Is ONNX really a reliable way to translate code from Python to Java?
quantization
Published
November 23, 2022
One of the attractive things about ONNX is the ability to translate code from Python to Java. This allows a production model to run in Java, which engineers often prefer, while data scientists can work on it in Python. If this is going to work then the Java version needs to produce the same output as the Python version. Does it?

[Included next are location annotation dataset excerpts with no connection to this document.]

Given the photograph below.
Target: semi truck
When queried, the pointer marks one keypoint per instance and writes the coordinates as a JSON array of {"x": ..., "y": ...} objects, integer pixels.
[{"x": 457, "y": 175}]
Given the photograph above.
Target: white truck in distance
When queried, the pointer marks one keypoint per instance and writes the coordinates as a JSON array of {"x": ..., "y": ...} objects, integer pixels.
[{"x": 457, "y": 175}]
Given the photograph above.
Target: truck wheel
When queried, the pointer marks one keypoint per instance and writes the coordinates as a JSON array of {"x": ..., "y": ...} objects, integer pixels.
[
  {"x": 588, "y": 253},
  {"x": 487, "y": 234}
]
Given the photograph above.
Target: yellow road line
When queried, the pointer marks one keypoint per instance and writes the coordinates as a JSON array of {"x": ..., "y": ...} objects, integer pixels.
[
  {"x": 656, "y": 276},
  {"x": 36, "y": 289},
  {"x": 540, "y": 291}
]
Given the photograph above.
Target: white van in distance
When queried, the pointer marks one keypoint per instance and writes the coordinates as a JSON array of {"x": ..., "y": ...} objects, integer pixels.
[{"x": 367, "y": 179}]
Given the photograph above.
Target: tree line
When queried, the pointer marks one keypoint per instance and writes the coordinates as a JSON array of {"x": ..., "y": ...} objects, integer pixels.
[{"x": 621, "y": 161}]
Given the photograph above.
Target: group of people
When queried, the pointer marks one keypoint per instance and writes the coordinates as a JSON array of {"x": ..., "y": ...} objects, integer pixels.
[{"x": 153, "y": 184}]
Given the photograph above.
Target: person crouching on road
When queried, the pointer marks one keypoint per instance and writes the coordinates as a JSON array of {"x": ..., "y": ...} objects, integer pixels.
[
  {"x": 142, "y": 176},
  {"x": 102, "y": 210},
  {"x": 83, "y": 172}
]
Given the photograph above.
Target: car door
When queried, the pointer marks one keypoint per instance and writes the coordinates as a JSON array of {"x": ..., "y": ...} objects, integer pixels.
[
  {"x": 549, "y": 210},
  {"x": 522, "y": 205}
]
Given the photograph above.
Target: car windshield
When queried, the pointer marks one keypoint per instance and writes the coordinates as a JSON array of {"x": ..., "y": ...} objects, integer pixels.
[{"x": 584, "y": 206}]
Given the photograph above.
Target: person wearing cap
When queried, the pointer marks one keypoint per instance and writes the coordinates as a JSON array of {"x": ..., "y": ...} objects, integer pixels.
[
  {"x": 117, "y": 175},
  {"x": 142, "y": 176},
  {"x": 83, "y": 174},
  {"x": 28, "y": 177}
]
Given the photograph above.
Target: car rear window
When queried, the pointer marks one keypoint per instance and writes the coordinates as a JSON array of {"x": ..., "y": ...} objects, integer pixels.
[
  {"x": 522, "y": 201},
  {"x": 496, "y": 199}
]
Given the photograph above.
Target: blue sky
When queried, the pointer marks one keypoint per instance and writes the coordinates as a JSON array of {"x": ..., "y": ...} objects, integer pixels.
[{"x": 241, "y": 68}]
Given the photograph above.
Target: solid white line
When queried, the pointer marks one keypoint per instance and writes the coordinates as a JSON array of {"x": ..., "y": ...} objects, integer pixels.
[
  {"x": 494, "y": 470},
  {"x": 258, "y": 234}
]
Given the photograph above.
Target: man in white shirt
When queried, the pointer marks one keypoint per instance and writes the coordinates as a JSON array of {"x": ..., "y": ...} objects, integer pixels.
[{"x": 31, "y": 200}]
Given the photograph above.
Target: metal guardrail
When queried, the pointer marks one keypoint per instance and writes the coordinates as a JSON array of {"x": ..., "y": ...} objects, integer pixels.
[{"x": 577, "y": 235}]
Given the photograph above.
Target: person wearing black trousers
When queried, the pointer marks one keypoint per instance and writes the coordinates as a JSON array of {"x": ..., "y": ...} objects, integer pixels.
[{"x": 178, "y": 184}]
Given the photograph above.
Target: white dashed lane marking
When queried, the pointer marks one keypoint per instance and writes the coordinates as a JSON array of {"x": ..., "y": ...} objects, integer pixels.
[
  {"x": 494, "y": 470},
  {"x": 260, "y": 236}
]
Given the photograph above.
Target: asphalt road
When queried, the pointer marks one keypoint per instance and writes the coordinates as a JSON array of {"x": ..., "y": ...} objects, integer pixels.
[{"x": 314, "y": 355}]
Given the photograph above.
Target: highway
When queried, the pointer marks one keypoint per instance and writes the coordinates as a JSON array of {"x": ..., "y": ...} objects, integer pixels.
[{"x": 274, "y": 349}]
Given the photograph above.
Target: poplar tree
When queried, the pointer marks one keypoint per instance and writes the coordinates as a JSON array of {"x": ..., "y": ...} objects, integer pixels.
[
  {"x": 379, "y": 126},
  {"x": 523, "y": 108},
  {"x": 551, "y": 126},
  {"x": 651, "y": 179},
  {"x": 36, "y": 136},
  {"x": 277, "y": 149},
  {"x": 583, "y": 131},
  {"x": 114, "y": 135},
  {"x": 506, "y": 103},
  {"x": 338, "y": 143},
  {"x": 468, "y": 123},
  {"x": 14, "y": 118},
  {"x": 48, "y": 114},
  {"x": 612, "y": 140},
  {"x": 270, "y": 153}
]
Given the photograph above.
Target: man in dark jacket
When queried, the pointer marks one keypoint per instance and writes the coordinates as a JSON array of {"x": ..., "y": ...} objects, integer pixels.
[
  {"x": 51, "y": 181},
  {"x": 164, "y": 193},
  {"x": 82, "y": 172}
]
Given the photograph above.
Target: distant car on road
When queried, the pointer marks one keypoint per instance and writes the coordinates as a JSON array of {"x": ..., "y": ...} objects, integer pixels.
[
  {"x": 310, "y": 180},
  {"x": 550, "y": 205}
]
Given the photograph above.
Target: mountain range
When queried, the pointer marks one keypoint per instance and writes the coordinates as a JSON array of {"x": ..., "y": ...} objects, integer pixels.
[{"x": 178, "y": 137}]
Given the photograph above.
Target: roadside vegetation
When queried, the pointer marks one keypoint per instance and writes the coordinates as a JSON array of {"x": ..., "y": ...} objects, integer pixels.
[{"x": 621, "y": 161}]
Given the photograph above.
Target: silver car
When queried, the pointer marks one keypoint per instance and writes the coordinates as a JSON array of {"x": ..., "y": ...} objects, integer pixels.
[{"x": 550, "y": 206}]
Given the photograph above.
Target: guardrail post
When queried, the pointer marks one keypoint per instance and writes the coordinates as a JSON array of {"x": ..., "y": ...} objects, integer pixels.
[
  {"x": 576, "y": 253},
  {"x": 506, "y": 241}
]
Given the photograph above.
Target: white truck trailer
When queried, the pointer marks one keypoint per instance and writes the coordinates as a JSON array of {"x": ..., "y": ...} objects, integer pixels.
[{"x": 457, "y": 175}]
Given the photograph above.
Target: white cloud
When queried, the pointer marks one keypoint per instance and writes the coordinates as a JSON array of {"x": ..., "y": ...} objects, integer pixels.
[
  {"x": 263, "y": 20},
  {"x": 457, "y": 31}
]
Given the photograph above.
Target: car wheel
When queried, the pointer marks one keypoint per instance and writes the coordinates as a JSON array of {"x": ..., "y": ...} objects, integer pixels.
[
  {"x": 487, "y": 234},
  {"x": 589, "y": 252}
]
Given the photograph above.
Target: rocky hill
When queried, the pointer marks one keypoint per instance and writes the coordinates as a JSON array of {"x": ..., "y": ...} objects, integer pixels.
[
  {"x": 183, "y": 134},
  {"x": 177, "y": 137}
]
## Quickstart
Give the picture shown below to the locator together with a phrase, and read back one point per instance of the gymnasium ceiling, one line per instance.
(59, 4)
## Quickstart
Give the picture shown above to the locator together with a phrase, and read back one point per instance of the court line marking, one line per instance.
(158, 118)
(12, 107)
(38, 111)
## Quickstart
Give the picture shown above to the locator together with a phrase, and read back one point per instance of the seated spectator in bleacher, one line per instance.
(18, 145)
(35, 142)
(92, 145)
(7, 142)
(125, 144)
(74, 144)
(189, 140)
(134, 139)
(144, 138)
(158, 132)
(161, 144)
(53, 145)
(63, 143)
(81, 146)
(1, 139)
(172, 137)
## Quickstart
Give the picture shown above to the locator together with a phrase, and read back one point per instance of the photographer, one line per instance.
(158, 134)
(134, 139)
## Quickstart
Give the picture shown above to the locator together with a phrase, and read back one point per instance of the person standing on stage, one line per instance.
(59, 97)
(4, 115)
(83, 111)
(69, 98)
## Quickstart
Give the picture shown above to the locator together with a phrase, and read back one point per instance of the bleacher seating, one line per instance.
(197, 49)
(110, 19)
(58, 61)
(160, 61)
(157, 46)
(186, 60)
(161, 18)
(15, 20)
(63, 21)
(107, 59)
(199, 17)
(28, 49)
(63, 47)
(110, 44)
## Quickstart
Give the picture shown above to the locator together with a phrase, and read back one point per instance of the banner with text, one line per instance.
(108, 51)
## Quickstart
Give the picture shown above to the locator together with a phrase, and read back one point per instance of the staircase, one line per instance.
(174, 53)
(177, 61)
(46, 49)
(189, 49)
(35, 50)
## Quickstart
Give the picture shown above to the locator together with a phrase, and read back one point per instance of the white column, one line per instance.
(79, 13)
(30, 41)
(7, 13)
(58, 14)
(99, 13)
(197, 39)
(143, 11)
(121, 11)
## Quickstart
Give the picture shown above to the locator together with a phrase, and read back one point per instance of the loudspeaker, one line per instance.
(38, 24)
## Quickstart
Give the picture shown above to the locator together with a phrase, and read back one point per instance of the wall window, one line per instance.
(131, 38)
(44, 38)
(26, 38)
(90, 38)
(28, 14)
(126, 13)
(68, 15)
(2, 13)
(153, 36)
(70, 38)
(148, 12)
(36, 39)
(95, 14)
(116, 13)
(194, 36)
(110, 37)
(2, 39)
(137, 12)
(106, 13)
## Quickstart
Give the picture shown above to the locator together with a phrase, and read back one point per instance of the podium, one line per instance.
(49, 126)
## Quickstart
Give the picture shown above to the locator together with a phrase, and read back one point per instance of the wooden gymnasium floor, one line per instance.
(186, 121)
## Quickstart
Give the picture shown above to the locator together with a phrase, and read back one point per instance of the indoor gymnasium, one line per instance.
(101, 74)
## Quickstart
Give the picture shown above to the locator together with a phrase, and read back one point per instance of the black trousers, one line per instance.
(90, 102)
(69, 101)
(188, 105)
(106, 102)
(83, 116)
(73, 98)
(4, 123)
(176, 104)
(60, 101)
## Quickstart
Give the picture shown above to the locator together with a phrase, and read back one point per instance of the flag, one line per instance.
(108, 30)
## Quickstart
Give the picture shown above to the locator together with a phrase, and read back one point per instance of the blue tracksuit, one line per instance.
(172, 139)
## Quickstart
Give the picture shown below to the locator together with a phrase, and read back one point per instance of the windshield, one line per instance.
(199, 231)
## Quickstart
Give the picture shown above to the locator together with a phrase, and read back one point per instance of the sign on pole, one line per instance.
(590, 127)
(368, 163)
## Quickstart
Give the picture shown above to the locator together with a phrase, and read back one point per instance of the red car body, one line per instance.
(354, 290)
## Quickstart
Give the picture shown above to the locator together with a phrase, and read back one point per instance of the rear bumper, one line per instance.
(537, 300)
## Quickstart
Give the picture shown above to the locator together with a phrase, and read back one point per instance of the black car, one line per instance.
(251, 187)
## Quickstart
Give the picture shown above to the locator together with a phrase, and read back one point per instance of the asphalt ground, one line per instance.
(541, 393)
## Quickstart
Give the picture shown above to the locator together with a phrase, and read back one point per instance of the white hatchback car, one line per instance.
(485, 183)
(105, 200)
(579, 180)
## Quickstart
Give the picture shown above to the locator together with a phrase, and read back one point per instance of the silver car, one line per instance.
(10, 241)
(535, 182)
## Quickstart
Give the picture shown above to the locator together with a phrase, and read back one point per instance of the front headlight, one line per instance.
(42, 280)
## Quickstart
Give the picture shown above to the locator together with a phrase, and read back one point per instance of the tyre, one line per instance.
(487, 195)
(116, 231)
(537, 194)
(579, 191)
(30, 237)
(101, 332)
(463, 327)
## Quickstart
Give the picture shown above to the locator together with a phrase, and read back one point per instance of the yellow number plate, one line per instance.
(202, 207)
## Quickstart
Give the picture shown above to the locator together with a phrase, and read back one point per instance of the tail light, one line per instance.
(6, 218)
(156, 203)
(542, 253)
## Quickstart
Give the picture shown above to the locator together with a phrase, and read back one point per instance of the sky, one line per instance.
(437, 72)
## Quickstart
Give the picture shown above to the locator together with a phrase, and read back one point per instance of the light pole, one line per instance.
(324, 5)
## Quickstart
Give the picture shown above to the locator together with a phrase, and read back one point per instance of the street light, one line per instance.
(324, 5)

This post will be an investigation of that. For most of the posts on this blog I include everything required to reproduce the results. Since jupyter cannot run Java code I have created a separate repo that can load an ONNX model and allow you to perform inference over a simple REST API. The code is available here.
Model
The task that we perform is not significant, so I am going to use a pretrained sentiment model from the huggingface hub. This one is distilbert base uncased (Sanh et al. 2019) and has been fine tuned for sentiment on SST2 (Socher et al. 2013). I am going to export it to the onnx format and load it using pure onnx code. The huggingface optimum library is not available in Java, so I will not be using that, to try to keep this as fair as possible.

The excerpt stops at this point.